In my use case, more than scalability or distributed computing, I am looking at a better way to achieve "Flexibility in Schema + ACID + some reasonable Performance". Most of the articles I could find on the net speak of flexibility in schema as a cause leading to performance(in the case of NoSQL DBs) and scalability while leaving out the ACID/Transactions side.

Is this an "either or" case of 'Schema flexibility vs ACID' transactions or Is there a better way out?

Best Answer

Option 1

There are several reasons for this, which I'll explain below. First, here's how to do it.

  • Use your choice of standard RDBMS platform.

  • Set up your schema with several user-configurable fields, and make your application facilitate the configuration on a per-tenant basis.

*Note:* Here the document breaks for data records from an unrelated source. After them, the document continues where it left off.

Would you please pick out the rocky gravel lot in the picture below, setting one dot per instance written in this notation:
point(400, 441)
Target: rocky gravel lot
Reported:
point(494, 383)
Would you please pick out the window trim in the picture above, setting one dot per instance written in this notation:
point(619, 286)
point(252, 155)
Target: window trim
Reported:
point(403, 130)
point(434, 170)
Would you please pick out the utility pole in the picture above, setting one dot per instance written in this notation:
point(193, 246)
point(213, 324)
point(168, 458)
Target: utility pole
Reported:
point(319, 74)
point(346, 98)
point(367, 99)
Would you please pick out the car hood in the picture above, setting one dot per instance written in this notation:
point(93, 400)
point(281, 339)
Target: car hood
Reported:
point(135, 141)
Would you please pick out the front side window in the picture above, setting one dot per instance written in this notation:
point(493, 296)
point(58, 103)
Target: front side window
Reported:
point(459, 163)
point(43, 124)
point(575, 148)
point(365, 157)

  • From the per-tenant metadata, you can create a per-tenant view of their data, which has the filters built in, and the columns named from your metadata. Any reports provided can also inherit the metadata. If they want to do M.I. off the data then provide them an extract of the transactional data, or maybe some additional MIS application on a different server if they will pay for that.

  • Don't try to provide more customisation than this (i.e. no radical changes to the schema) unless the client is prepared to pay for their own private instance and maintaing a custom build.

The reasons behind this are:

  • These database systems will handle the sort of volumes you describe on fairly ordinary hardware. You don't really have the sort of transaction volume that merits a NoSQL database. Unless you have some other architectural reason to want one, there's not much point in going bleeding-edge.

  • They're mature, well-understood technologies.

  • System management, backup/restore, replication, reporting and disaster recovery are all well sorted on RDBMS platforms.

  • You can get client libraries including JDBC for all major RDBMS platforms.

  • Views can be used for the per-user customisation and generatedfrom your application metadata.

  • It's substantially more efficient than XML fields or EAV structures.